Hay en la ciudad un personaje muy peculiar que va por la calle saludando a todo el mundo. Hace mucho que le conozco y siempre me ha tratado con mucha atención, quizás porque le escucho y sigo su charla sin importunarle. Ahora recuerdo nuestro último encuentro. Me bajaba yo de un autobús urbano y al poner un pie en el suelo mi personaje me paró, muy ceremonioso. En otras ocasiones se había dirigido a mí con títulos importantes que estoy muy lejos de poseer, pero esta vez me llamó “Señor Enviado” y la conversación se desarrolló más o menos así:
– “Señor Enviado, ¿Cuándo ha llegado usted?”, me dijo.
– “Acabo de llegar en este instante”, contesté señalando el autobús urbano.
– “¿Va a quedarse mucho tiempo entre nosotros?”, preguntó con interés.
– “Solamente dos días”, respondí escuetamente.
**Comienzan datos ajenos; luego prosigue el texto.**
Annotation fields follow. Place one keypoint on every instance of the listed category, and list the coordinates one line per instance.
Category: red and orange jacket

– “¿Sacará usted tiempo para que podamos tomar un café juntos?”, añadió.
– “Lo haré con mucho gusto”, le dije sonriendo.
Varias personas que estaban en la parada del autobús asistieron a nuestra conversación y no disimulaban su interés.
– “Estará usted enterado del nombramiento de un nuevo Papa”, me dijo de repente.
– “Algo he oído sobre ese asunto”, le contesté.
Las personas de la parada, estupefactas, no daban crédito a sus oídos y me miraban con encono, pues ya conocían a mi interlocutor.
– “Gracias por informarme. Y ahora le ruego me dispense”, contesté, temiendo que el auditorio se enojara.
-”Quedo a su disposición, Señor Enviado, y no olvide llamarme”, me dijo, mientras me daba un apretón de manos.
”Ha sido un placer saludarle”, le respondí y eché a andar en dirección opuesta a la de él.
La llegada del siguiente autobús me impidió contemplar los rostros airados de aquellas personas.